Em França, não há vales ou rios como estes, e as pessoas na rua não falam a língua dos pais. França não é Portugal. « A vida leva-se melhor aqui, em Paris é sempre a correr. « Métro, boulot, dodo » – « Metro, trabalho, dormir », é uma expressão que usamos muito, explica Patrícia Cabeço. Os lusodescendentes não atravessaram a fronteira a salto, mas olham para o país onde nasceram como o lugar da labuta e pouco mais.
A salto, para França, partiram os pais de Johann e Yannick Lopes, dois irmãos de 33 e 35 anos. São músicos profissionais, um tem um doutoramento em concertina e o outro é campeão de acordeão. Têm estudos superiores em Música, formação clássica e encantam-se constantemente com a « riqueza » que encontram nas terras dos pais: Alijó e Ponte de Lima. Habituaram-se a não ser de lado algum, mas como a música é universal, são « do mundo ».

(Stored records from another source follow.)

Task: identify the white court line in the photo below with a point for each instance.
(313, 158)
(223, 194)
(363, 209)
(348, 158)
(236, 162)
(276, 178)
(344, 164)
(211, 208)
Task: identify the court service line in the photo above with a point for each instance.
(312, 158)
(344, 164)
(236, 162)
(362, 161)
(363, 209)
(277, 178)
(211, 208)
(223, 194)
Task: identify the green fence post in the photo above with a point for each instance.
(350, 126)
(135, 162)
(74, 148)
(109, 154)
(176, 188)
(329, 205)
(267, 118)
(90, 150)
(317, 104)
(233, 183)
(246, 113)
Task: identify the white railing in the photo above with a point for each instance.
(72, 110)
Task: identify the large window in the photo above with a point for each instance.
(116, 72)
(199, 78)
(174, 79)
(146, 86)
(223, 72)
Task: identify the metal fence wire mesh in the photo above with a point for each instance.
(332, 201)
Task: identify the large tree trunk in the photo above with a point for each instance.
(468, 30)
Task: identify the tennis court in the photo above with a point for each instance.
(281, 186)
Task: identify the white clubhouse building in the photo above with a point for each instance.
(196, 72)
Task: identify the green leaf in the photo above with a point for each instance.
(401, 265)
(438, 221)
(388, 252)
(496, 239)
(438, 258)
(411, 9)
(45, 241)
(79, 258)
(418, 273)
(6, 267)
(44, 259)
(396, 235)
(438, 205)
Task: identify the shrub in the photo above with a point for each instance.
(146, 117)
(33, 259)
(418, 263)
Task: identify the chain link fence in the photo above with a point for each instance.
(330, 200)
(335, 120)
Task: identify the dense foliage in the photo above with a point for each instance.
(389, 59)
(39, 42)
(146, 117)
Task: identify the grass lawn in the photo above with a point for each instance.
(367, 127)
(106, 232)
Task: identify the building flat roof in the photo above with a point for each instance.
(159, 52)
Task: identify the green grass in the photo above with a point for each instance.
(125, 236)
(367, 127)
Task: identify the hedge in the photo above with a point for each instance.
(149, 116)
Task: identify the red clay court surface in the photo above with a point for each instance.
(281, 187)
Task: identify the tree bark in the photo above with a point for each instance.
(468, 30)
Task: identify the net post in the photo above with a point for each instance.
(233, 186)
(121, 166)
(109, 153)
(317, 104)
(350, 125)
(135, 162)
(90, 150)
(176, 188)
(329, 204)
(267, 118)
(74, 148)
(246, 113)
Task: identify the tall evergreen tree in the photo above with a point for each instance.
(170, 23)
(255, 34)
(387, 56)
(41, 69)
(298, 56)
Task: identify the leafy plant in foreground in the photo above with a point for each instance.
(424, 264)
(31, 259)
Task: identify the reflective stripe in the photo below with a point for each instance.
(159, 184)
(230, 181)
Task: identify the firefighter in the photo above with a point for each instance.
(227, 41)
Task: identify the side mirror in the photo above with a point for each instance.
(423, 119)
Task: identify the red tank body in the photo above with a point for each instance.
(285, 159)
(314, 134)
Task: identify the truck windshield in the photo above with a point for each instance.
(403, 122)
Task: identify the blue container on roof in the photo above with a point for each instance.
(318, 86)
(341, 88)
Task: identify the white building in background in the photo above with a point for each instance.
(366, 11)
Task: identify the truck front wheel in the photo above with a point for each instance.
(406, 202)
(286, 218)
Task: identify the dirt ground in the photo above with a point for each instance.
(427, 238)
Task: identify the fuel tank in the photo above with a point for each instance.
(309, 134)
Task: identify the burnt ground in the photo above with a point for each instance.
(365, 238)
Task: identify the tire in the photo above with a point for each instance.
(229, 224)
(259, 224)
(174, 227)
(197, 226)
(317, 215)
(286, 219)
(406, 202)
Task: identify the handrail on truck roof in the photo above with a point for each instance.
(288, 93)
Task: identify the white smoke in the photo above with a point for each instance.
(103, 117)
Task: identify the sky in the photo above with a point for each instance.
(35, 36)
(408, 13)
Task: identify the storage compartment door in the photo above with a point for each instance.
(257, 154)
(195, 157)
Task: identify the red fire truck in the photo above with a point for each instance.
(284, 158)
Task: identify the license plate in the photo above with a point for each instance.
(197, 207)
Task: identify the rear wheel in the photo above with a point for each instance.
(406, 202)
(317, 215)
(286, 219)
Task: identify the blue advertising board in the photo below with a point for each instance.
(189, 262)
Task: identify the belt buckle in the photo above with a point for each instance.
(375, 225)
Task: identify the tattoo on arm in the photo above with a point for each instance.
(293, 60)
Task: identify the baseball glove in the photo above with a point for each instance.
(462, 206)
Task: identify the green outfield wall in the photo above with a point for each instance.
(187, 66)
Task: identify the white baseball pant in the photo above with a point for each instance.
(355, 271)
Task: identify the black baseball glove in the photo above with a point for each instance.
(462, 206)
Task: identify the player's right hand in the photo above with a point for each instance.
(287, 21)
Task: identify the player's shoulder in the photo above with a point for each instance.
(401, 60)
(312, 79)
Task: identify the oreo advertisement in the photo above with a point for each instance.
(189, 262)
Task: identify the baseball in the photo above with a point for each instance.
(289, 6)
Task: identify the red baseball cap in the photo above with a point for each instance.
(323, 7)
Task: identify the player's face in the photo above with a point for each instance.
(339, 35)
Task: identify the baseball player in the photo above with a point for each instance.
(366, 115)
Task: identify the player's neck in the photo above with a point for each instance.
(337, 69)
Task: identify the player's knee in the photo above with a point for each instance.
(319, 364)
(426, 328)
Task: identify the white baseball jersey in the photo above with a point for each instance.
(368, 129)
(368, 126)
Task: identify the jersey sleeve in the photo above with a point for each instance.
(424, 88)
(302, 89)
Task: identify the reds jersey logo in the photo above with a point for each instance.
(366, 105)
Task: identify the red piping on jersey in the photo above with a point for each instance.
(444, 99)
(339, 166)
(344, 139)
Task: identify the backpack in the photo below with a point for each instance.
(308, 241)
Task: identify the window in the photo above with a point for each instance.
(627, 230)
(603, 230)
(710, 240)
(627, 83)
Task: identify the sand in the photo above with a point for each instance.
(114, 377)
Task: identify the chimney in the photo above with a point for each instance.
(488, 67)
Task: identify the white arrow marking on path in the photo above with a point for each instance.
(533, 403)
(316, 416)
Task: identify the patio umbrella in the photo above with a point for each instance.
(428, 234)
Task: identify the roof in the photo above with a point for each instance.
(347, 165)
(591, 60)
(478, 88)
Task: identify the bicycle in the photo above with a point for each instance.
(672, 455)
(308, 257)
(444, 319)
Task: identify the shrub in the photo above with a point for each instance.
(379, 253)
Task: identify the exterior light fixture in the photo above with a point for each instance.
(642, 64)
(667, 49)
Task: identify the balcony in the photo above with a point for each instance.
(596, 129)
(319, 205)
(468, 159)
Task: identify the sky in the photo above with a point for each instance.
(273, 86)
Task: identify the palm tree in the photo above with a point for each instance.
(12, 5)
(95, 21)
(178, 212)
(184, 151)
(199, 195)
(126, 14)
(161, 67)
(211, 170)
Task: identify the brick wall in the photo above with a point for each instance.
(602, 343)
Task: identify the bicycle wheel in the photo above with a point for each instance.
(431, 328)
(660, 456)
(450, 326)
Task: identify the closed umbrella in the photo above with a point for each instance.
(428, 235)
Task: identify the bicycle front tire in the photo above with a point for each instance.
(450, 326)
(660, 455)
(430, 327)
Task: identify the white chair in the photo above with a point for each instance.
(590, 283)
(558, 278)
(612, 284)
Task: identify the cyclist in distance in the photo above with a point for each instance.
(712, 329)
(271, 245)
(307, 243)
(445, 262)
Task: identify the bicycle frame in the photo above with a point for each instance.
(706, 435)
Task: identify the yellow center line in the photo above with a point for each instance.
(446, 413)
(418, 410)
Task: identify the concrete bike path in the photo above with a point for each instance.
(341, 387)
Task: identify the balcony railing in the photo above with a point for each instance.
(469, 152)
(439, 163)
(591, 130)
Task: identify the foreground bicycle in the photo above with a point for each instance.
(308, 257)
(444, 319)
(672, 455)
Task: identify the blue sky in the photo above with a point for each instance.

« Em França somos portugueses, em Portugal somos franceses », contam, nota-se um bocadinho de mágoa na voz. « Somos mais portugueses na Sibéria e na Sardenha do que aqui », acrescenta um dos irmãos.
« Temos o património genético e artístico de Portugal », sublinham, mas é quando falam dos tantos sotaques portugueses que existem, dos vários « Minhos » dentro do Minho ou dos cantares que já serviram de tema de estudo de um deles, é que se percebe que são – e merecem que se diga – portugueses.